Shouldn’t we be aiming higher?
“June 2018. I was 34 years old. My youngest child was 16 months old and I’d been back at work for only four months after maternity leave. Life was pretty good. My then partner and I had been talking about trying for another baby.
Then I found a lump.
I thought nothing of it. Despite being fairly health-conscious, I’d somehow absorbed the myths that breast cancer is mostly linked to a family history and that it’s not a younger woman’s disease. I mentioned it to my partner. He said I should get it checked out. I remember thinking, well, you would say that, as at the time his aunt had secondary breast cancer and was in a hospice nearing the end of her life. But I told myself it wouldn’t be cancer.
I booked a GP appointment for the following week. I remember thinking it was probably a clogged duct as I was still breastfeeding. I continued feeding my son and I had a period. The lump was still there. The theory around it being a clogged duct, or that it was probably hormonal, was gradually dissipating.

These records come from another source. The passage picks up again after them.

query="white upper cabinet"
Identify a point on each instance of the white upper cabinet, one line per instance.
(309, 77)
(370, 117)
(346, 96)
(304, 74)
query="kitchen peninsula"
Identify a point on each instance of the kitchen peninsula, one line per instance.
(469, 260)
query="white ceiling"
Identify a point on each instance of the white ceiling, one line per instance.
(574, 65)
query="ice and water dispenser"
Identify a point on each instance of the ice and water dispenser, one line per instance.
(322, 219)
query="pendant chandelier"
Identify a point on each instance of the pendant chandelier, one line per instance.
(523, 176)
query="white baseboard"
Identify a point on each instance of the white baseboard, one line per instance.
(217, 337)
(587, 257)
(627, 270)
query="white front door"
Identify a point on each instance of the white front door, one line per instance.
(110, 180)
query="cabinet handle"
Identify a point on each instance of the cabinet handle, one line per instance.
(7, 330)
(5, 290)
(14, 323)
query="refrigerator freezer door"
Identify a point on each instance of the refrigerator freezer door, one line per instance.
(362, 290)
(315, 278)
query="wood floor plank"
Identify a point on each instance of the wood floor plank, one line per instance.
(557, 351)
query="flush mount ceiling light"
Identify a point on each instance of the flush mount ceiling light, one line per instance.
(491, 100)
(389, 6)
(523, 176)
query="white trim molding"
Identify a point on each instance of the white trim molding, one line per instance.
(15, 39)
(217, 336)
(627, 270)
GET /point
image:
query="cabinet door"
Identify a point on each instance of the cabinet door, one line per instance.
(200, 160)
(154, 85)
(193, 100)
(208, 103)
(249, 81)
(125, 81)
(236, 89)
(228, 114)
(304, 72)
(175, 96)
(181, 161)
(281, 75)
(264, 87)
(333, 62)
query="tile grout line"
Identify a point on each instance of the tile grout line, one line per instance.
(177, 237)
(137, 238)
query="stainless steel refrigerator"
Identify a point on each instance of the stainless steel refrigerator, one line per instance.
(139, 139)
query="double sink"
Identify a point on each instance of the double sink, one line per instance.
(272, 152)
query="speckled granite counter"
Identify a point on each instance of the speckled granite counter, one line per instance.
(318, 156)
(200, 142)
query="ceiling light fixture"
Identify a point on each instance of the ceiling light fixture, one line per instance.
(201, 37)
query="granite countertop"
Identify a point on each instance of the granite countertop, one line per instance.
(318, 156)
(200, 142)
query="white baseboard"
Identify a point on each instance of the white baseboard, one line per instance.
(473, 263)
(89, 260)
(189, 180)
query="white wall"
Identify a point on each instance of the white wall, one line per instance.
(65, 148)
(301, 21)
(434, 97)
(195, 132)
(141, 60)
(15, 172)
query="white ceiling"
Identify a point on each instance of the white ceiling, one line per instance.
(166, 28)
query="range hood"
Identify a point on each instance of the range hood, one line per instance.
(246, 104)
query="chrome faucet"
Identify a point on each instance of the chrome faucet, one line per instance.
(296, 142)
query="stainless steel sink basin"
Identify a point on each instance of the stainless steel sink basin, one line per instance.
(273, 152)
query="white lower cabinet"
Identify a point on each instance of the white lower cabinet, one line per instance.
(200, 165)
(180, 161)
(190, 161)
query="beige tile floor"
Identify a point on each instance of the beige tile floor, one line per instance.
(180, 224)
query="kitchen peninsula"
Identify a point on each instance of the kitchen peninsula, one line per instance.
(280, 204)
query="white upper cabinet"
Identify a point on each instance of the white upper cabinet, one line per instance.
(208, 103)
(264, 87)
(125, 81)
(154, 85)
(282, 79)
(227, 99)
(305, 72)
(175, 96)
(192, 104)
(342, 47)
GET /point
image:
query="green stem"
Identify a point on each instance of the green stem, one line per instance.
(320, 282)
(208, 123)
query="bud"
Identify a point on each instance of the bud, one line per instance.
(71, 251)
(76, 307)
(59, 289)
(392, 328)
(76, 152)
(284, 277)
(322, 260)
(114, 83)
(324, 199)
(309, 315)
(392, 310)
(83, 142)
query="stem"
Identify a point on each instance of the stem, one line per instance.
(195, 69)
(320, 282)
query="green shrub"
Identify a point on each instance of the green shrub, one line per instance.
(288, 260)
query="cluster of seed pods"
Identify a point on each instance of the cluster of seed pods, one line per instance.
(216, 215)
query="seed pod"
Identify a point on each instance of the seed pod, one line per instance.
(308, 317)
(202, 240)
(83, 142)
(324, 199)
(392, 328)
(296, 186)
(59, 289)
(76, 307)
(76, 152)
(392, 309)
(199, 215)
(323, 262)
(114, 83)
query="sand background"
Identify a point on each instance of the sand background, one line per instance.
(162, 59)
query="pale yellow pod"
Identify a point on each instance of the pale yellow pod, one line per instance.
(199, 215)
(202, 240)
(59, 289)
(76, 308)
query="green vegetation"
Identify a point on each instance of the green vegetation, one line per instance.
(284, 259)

I went to the GP. She said breast cancer is very rare in young women, so it was probably hormonal. “But it’s a lump,” she said, “so I’ll refer you.”
Knowing what I know now about how many women my age are dismissed, I will forever be grateful to Dr King for making the referral.
Two weeks later I had the appointment. Initial assessment: probably a cyst. Then I went for an ultrasound and everything changed. The rummaging. The repeated images from multiple angles. It went on and on. The radiographer’s demeanour shifted from warm and chatty to concerned and evasive. That’s when the worry set in.
She said she’d send me for a mammogram and then back to her for a biopsy.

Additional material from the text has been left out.